Связи между слухом и движением чрезвычайно сильны. Слух и движение имеют общие эволюционные корни. Ухо возникло из органов, предназначенных для восприятия силы тяжести и положения организма в пространстве с целью осуществления движений. Когда мы просто слышим речь (и остаемся неподвижными), у нас активируется моторная кора, а также наши речевые мышцы. Прослушивание ритмического рисунка[52] или фортепианных мелодий[53] активирует двигательную систему мозга, особенно у музыкантов. Верно и обратное: у пианиста, глядящего на играющего на фортепиано человека, даже без возможности слышать звук, или у людей, читающих по беззвучным движениям губ, активируются слуховые центры[54]. Более того, движения играющих музыкантов влияют на восприятие слушателями таких аспектов, как эмоциональность или напряженность музыкальной пьесы, даже автоматически на физиологическом уровне[55].
Рис. 2.7. Зеркальные нейроны реагируют одинаково, когда вы выполняете какое-то действие или видите, как его выполняет кто-то другой.
Когда вы совершаете какое-то движение или видите/слышите, как его совершает кто-то другой, происходит реакция зеркальных нейронов (рис. 2.7)[56]. Эти нейроны помогают нам представить себе намерения и эмоции других людей при наблюдении за их действиями. Зеркальные нейроны могут вносить вклад в наше ощущение эмпатии и в обучение языку. Дефекты системы зеркальных нейронов связаны с аутизмом и могут объяснять, почему человеку с аутизмом трудно видеть мир с точки зрения других людей, хотя эта интерпретация не подтверждена[57].
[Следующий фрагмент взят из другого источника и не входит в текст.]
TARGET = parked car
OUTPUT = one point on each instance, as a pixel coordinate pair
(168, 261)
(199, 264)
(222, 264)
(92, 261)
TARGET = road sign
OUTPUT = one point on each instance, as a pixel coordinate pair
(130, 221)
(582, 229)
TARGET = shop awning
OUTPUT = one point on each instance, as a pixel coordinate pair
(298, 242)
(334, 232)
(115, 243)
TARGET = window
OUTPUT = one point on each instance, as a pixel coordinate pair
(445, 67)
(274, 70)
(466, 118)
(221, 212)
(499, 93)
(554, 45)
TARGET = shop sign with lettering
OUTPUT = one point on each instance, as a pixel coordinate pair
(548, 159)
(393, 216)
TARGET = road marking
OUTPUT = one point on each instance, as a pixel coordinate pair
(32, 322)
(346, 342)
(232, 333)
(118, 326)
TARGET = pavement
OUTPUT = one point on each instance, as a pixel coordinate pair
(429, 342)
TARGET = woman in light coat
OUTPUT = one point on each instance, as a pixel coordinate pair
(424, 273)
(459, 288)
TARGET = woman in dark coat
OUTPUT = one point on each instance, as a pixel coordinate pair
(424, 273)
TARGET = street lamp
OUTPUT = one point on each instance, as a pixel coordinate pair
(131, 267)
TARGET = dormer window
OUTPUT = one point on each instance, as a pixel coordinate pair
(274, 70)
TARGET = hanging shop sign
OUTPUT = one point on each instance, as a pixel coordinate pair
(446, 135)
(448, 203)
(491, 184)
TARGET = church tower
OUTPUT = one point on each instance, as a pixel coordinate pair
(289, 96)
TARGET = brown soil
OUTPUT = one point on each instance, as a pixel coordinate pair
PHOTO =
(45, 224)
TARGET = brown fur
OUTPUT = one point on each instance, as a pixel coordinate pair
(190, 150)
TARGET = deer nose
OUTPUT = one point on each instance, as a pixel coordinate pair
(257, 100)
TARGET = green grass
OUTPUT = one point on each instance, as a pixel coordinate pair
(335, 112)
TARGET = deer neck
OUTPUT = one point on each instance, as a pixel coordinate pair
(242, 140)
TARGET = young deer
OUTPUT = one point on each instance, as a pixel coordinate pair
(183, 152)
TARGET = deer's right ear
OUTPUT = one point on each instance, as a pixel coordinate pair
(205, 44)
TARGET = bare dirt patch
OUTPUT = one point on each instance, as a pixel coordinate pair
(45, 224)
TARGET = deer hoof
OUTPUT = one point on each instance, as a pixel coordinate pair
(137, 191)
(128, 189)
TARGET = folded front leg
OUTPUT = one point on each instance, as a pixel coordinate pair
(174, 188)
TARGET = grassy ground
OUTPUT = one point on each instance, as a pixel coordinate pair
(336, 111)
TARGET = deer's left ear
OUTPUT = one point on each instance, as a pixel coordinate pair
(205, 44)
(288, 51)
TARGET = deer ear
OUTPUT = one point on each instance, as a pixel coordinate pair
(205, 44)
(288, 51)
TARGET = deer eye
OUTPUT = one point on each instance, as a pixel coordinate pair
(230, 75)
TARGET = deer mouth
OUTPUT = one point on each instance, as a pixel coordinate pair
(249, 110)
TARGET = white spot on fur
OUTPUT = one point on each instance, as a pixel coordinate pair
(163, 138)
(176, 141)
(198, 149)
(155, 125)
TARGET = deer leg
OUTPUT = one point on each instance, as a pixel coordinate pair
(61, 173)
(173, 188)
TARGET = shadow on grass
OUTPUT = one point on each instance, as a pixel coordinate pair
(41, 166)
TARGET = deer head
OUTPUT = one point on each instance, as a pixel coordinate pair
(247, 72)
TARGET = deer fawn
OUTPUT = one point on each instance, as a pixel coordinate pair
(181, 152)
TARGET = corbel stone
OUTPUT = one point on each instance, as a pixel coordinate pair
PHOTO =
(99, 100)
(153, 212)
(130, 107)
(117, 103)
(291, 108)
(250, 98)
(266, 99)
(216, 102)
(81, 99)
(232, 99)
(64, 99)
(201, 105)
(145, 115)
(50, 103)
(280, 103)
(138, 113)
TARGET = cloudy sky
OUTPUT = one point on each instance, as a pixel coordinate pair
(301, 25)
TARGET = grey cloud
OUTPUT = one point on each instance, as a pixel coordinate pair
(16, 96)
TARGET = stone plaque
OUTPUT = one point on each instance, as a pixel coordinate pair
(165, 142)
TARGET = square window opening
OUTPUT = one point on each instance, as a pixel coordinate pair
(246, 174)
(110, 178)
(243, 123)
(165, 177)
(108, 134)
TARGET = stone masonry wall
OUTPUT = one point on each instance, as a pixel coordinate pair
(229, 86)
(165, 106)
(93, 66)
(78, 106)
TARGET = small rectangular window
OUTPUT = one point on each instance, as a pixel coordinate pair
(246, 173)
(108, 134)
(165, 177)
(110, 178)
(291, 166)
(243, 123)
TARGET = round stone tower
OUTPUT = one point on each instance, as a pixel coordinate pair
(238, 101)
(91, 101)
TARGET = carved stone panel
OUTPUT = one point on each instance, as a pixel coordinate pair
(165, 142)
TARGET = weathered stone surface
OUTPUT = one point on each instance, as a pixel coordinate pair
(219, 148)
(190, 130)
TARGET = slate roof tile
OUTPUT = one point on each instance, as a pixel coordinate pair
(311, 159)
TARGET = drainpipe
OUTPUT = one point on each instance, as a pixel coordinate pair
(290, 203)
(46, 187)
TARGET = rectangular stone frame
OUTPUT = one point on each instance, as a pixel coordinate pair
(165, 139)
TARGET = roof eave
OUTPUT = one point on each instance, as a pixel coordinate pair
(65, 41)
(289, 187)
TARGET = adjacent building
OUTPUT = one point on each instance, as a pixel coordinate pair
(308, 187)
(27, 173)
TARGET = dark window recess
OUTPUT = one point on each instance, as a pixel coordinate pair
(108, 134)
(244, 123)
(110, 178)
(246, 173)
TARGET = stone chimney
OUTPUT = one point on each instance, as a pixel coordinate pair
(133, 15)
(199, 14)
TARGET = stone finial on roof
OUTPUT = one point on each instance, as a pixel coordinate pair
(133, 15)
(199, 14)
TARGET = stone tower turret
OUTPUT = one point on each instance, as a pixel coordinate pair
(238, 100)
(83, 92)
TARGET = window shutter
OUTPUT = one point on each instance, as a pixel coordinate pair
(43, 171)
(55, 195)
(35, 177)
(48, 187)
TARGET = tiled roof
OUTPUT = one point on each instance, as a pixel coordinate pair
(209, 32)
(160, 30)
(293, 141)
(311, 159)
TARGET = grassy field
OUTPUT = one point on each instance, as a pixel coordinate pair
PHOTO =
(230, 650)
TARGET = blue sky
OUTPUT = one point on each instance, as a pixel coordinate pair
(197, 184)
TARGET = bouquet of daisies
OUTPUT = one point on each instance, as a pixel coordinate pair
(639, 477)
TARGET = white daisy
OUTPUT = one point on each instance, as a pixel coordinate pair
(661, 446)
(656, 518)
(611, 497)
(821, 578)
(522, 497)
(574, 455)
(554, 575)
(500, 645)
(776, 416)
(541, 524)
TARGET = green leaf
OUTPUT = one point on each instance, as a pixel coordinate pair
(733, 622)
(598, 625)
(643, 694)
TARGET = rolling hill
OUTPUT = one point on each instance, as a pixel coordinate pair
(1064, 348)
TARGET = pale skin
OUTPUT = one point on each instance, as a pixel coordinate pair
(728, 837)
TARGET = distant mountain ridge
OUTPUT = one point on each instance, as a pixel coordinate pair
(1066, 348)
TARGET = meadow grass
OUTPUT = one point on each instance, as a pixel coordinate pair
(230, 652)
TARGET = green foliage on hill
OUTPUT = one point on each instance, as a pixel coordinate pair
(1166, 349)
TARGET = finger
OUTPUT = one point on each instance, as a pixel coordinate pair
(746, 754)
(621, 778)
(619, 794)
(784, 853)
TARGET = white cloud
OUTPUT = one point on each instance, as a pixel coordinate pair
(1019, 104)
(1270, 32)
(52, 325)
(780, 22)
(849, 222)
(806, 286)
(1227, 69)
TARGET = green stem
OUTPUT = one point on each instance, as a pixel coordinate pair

Один из моих любимых примеров в курсе “Биологические основы речи и музыки” заключается в прослушивании звукозаписи фразы, которая после значительной трансформации превратилась в несколько секунд неразборчивого шума. Представьте себе Дарта Вейдера с зубной болью, изображающего в грозу Коржика из “Улицы Сезам”. Я проигрываю эту запись пару раз и прошу студентов поднять руку, если они узнают, что это такое. Никто и никогда не поднимает руку – невозможно даже разобрать, что это речь. Тогда я прокручиваю исходную версию фразы, а потом еще раз испорченную версию – эврика! Вдруг эта невнятная абракадабра становится понятна каждому студенту. Все поражаются, насколько очевидной (задним числом) оказывается бессмысленная фраза, и не понимают, в чем была сложность. То, что мы знаем, оказывает чрезвычайно сильное влияние на то, что мы слышим.
“Так приятно слышать звук твоего голоса!” Эта фраза описывает связь между звуком и чувством, сформировавшимся у нас на протяжении жизни в отношении близких людей. Лимбическая система, или система награды, ответственная за чувства, эмоции, мотивацию и вознаграждение, содержит целый набор структур в коре, стволе мозга, таламусе и гипоталамусе. Части этой системы относятся к самым старым в эволюционном плане частям мозга. Выживание зависит от запоминания того, как звучат опасность и пища.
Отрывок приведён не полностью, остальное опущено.